What did we get from Enron? Nothing. Ken Lay was a parasite, playing a shell game, who betrayed the trust of his investors and his own employees (When Enron was starting to tank, he dumped his own stock but forbade his employees to do the same.). The collapse of Enron also brought down the accounting firm Arthur Andersen. But until the shit began to hit the fan, President Bush and Ken Lay were bosom buddies. Lay had to be one hell of a businessman, because he’d made $700,000 in campaign contributions to Bush and shelled out $200,000 for his inauguration. But then Bush must have thought he was one hell of a businessman for having gotten the taxpayers of Dallas to pony up for a new stadium for the Texas Rangers.
With “friends” like these, capitalism sure doesn’t need any enemies.
Now I know about as much about economics as about string theory, but there are a couple of ideas that have occurred to me from following the news.
• The term “investor” can be misleading. To my mind, the only true investors are venture capitalists and people who buy stock at initial public offerings (IPOs). They are the only people who pay for research and development, tooling up and whatever else a company needs to get up and running or stay up and running.
Ordinary people like me “invest” in 401K plans or IRAs or mutual funds for their retirement, or to supplement their working income. They are looking for a reasonable rate of return, but don’t expect to make a killing. The companies they “invest” in never see a cent of their money. They don’t do the companies any good, but they want the companies to do well because it’s in their own interest.
Then there are the speculators, who would just as soon wreck a company. Until a short time ago, I had never known that “selling short” involves trading in stock that the speculator doesn’t own. They’re supposed to “borrow” the stock, but from what I’ve read they don’t actually have to. Here’s a terrorist scenario for you: Al Qaeda mounting a scheme to sell everything short and bring down the economy.
• There is no such thing as “business ethics.” Businessmen have the same rights and responsibilities as anybody else – neither more nor less. And the best way to ensure that businessmen behave ethically is to treat them exactly like everyone else.

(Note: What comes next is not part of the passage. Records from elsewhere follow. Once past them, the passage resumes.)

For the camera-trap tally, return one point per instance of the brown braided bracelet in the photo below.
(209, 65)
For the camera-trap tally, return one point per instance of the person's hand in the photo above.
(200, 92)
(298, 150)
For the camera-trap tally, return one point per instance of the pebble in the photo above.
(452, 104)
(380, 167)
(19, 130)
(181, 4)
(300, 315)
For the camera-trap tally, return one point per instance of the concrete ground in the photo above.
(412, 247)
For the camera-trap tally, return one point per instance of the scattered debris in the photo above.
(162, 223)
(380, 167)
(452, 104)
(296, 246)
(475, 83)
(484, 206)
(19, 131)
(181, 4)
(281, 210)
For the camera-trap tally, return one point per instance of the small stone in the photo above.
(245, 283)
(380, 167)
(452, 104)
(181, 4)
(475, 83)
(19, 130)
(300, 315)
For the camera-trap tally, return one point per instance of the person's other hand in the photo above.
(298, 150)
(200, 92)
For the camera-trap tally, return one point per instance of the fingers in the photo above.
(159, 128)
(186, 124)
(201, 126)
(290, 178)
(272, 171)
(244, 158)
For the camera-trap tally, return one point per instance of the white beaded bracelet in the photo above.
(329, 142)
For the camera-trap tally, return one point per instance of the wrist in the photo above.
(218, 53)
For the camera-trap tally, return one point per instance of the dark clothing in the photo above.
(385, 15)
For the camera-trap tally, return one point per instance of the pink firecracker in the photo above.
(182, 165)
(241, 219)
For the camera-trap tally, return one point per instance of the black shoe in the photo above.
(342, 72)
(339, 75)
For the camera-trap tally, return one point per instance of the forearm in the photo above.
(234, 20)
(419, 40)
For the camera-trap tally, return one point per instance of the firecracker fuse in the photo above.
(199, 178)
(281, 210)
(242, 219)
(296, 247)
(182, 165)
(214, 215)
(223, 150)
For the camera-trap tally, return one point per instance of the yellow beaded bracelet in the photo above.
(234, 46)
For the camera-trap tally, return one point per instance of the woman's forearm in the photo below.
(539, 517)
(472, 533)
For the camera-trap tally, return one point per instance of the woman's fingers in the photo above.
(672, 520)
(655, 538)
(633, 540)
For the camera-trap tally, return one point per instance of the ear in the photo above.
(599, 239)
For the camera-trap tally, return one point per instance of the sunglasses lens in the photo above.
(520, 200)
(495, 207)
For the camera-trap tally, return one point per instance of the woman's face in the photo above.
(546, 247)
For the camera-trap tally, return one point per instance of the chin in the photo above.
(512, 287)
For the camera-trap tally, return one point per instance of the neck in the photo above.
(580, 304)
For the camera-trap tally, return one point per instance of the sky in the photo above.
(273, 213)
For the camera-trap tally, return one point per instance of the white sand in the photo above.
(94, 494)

Suppose I’m too cheap to maintain my car. I’m driving around with bald tires and bad brakes, and end up running down and killing somebody as a result. I’d end up in jail. Now suppose I’m the CEO of a company, and I’m too cheap to ensure that my plants are operated safely. One of my plants blows up as a result, and a number of workers are killed.
Get the idea? Under current regulatory laws, my company might be fined but, hey, that’s just the cost of doing business. But if I knew I could end up in the slammer, you better believe that I’d have a powerful motive to do my job right. It’s the same with any number of other issues. As an individual, I couldn’t get away with dumping my garbage on your front lawn; so as a manufacturer, why should I have the right to dump my toxic waste on other people’s property?
Ethics and the law should be the same for the CEO and the ordinary Joe. The best among us will do the right thing as a matter of principle. Others may need the stick as well as the carrot. But the bottom line is personal responsibility – something sorely lacking on Wall Street, Detroit or Capitol Hill.